The Londonderry Select Board voted to request the town’s admission to the Southern Vermont CUD at its Oct. 19 meeting after Such noted the possibility of collaboration between the two adjacent districts.
“I think it’s prudent for us to hedge our bets, I guess, to a certain extent, and join up with Southern Vermont as well so we are privy to what both districts are doing,” Such said during the meeting. “There’s scuttlebutt about some level of operational partnership and I think it behooves us — sitting, again, at the intersection of the two districts — to join both and be best positioned to take advantage of whatever agreement the two districts come to.”
A consultant team hired by the Southern Vermont CUD previously determined that the district will need to partner or merge with a neighboring district — Deerfield Valley, most likely — to ensure its financial viability.
At the Nov. 11 meeting, the Southern Vermont CUD’s board recapped its activities this year and shared potential plans for the future as part of a hearing on its annual report.
The district’s board over the summer chose to endorse telecommunications firm Tilson’s bid in a federal auction for funds to expand broadband in the region. In September, it approved a contract with the same company to take stock of thousands of utility poles in part of the district, a potential precursor to designing a network.

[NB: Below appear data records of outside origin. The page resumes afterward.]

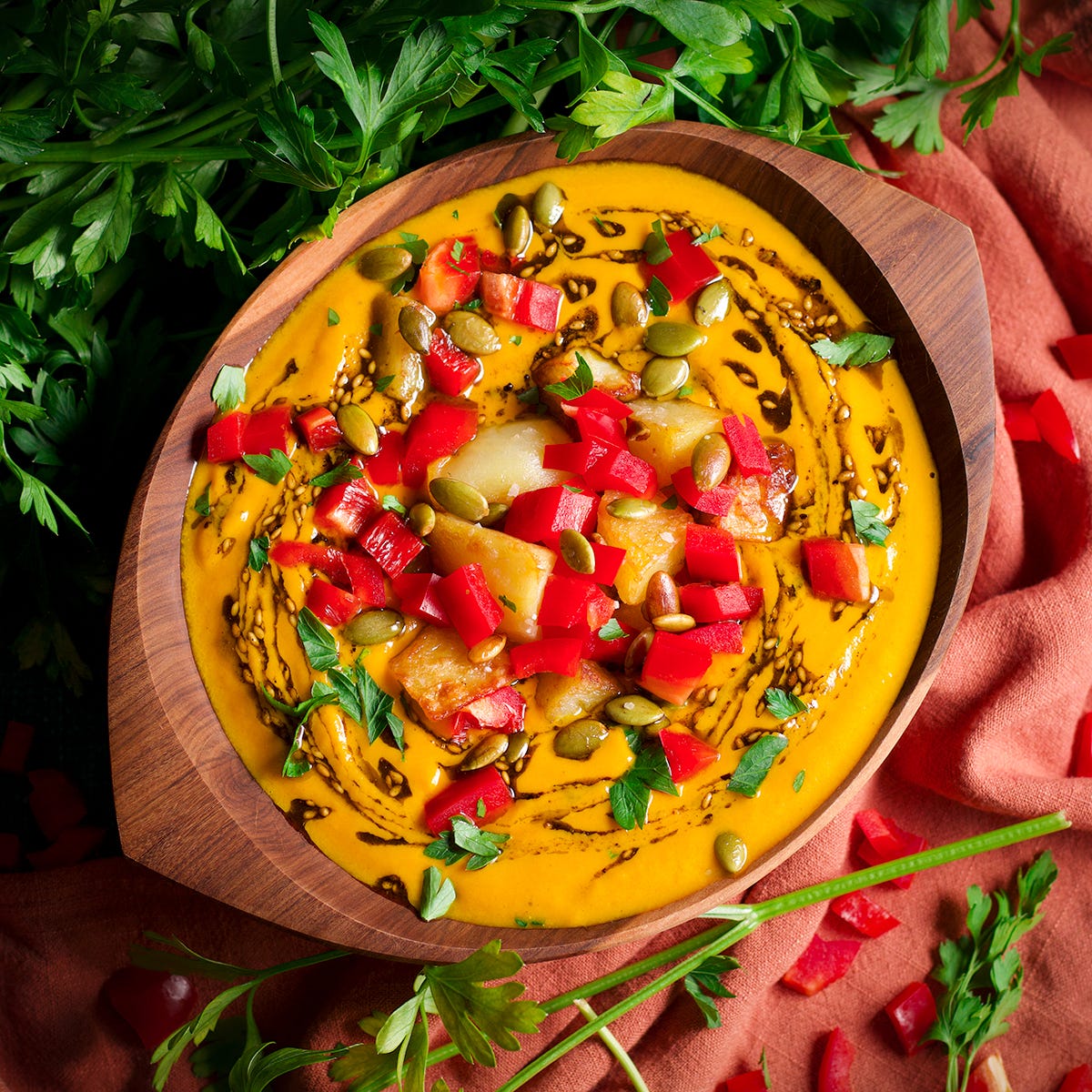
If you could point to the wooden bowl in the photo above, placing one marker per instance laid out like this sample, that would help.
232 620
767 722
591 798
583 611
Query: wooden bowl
188 808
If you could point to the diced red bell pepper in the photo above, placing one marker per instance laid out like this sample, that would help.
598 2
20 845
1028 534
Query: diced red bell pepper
56 802
418 595
836 571
835 1064
687 754
1077 353
719 637
674 666
711 554
748 451
822 964
688 268
440 430
1019 423
470 606
450 369
715 501
343 509
912 1014
557 654
391 543
866 916
462 796
16 745
540 516
319 429
1055 427
331 605
721 602
449 274
385 467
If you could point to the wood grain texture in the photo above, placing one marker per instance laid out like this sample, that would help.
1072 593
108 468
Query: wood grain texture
186 805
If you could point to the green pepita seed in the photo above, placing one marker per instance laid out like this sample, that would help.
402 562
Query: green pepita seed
663 376
577 551
415 325
633 710
580 740
547 205
421 519
383 263
375 627
731 852
472 333
632 508
459 498
672 339
518 230
359 429
628 306
710 461
713 304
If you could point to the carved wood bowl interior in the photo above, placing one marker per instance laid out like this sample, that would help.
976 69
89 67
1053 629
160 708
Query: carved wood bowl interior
186 805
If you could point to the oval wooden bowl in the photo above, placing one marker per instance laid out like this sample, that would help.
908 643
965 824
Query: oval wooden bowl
186 805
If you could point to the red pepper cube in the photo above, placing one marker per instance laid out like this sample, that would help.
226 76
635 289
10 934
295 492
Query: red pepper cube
716 501
343 509
711 554
822 964
418 595
450 369
688 268
391 543
866 916
470 604
462 797
687 754
748 451
912 1014
331 605
540 516
557 654
440 430
319 429
267 430
836 571
674 666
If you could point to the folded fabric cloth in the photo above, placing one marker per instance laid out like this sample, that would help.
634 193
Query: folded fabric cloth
993 741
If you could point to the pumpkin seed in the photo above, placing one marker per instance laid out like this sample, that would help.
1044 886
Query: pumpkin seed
663 376
633 711
359 429
459 498
485 753
628 306
517 230
415 325
472 333
547 205
713 304
577 551
383 263
672 339
632 508
421 519
580 740
375 627
731 851
710 461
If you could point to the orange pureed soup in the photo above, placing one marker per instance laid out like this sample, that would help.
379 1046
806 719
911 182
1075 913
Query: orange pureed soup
633 708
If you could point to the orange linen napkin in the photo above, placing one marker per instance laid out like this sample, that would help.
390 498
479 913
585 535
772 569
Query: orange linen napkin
994 741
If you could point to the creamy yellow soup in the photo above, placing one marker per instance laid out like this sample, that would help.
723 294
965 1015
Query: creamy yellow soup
852 432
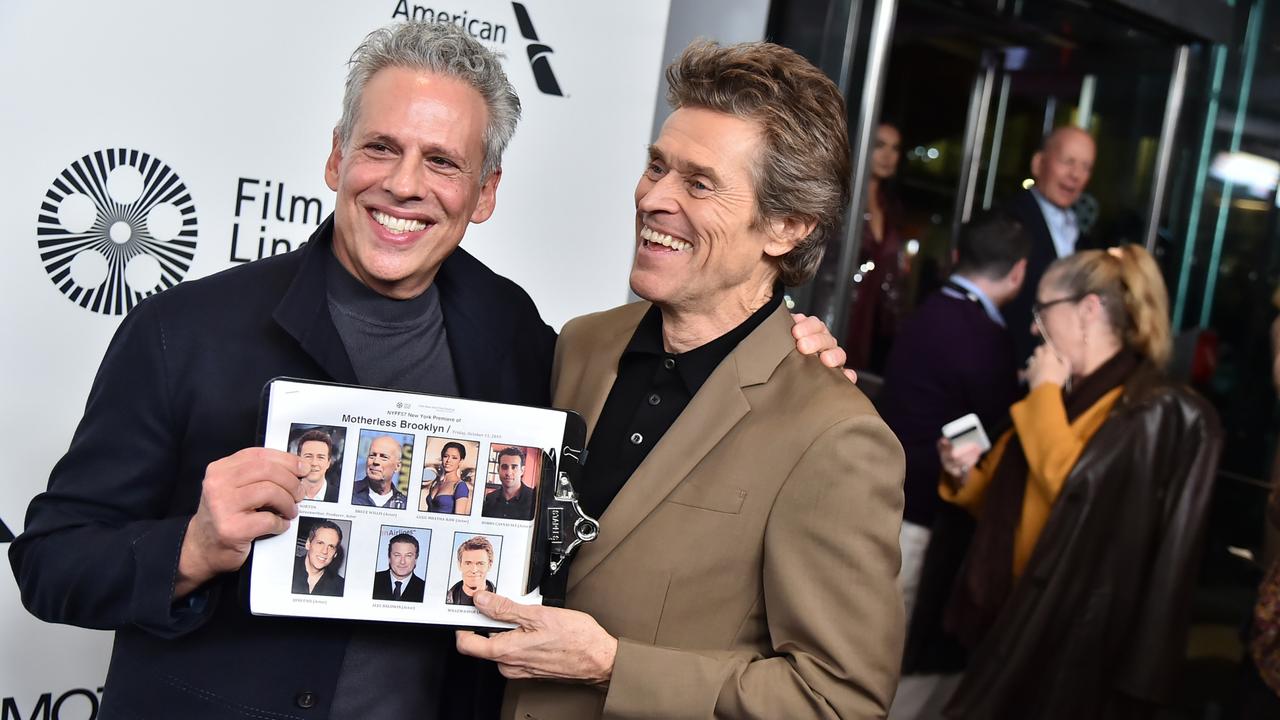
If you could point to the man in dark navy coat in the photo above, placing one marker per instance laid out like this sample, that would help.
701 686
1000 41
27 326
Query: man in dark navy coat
1061 169
150 515
952 356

The district has received grants this year totaling $170,000, according to the entity’s annual report, a figure that includes a $60,000 state grant for the feasibility study by the consultant team mentioned above.
Board members said during the meeting that a committee or working group is forming to explore potential collaboration between the Southern Vermont and Deerfield Valley districts.
“A lot of us have been thinking about a two-county solution really from the beginning, and Deerfield Valley is thinking along those lines, too,” said Tim Scoggins, who chairs the Southern Vermont CUD’s board. “So it’s likely that we’ll end up going that way.”
The clerk of Deerfield Valley’s governing board didn’t immediately respond to an email on Monday seeking comment.
Scoggins said the district would likely modify its feasibility study to reflect a prospective collaboration with Deerfield Valley before finalizing the document and developing a business plan.
The outcome of the federal auction, which Scoggins said is anticipated around the end of this year or January, will shape the district’s next steps, the chairman said. The consultant team previously found that a victory of Tilson or an incumbent provider willing to partner with the district would be preferred outcomes.
Scoggins said that next year, if sufficient funds were identified, the district would explore hiring a part-time, professional administrator, citing a need to build institutional memory and the limits of relying on volunteers.
Other prospective activities for the district in the new year, according to Scoggins, include rebranding under a trade name it has already secured, Catamount Fiber, and launching a “pre-subscription campaign” to document resident interest in broadband service, which in turn could help the district entice a private provider to partner with it.
The Deerfield Valley Communications Union District already has taken similar action with respect to its name, adopting the trade name of DVFiber.